Rather than waiting until college to study law, Janovitz began immersing herself in the field in high school. While in her junior year at Beachwood High School, she began spending the first half of the day at school and the second half working at a local law firm at LaPlace in Beachwood.
Janovitz attended Georgetown University in Washington D.C., in 1976 but transferred two years later to The Wharton School at the University of Pennsylvania in Philadelphia after realizing she wanted to study labor relations. After receiving her bachelor’s degree in 1980, she attended the New York University School of Law, earning her degree in 1983.
Janovitz started her career as a labor lawyer at Hahn Loeser in Cleveland.
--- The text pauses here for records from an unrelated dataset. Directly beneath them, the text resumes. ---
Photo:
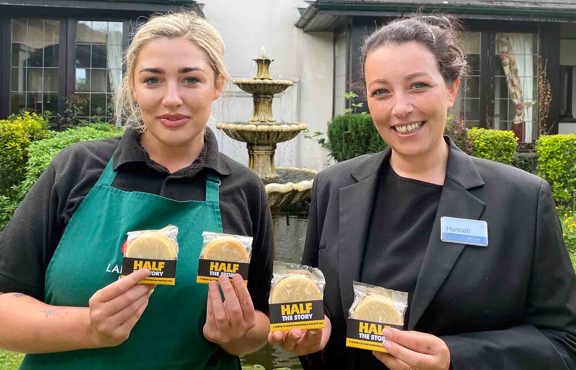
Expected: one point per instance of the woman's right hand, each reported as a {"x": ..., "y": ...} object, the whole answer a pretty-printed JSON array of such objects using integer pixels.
[
  {"x": 116, "y": 308},
  {"x": 301, "y": 341}
]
However, she quickly learned that labor law wasn’t a good fit for her.
“When I got to the practice, I realized practicing labor law involved a lot of sitting in the library and researching and writing briefs and it didn’t really have the people interaction that I was looking for,” she said.
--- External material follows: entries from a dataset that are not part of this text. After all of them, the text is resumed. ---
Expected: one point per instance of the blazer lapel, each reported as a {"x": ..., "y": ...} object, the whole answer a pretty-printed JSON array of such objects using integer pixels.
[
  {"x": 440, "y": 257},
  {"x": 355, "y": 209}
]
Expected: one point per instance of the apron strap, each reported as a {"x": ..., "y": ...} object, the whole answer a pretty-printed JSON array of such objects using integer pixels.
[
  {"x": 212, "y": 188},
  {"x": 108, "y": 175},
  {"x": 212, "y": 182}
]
Fortunately, Janovitz was approached by Sidney Nudelman, who at that time was chair of the firm’s estate planning group. He told her he thought she would make a great estate lawyer.
“The part I enjoyed was watching him counseling clients and dealing with the personal side of estate planning, which to me has always been the most interesting and important part, so I sort of fell into doing estate planning law,” Janovitz said.
A few years later, Janovitz moved to Kohrman Jackson and Krantz. After working there for almost 10 years, she joined Reminger in 1991.
The most rewarding part of her career, Janovitz said, is being able to form close personal relationships with her clients.
“The ability to have this multi-generation relationship and really get to know people on a personal basis is really the best part of law,” she said.
In addition to her legal career, Janovitz also was the first woman elected to serve on Beachwood City Council in 15 years. Janovitz said she was motivated to run due to the lack of diversity on council.
“It came to my attention that Beachwood is a much more diverse community than when I grew up there,” she said. “When I grew up, my class was
99 percent white and 99 percent Jewish. In the 40 years since I’ve graduated, Beachwood has really become a very diverse community. It bothered me that there was no diversity in the leadership of the council and it really kind of motivated me to say there’s something wrong with that.”
Janovitz said serving on city council has been a great experience, and she now finds herself encouraging other women and minorities to run for political office.
“It’s so rewarding. I feel like I’m making a difference, which I love to do,” she said.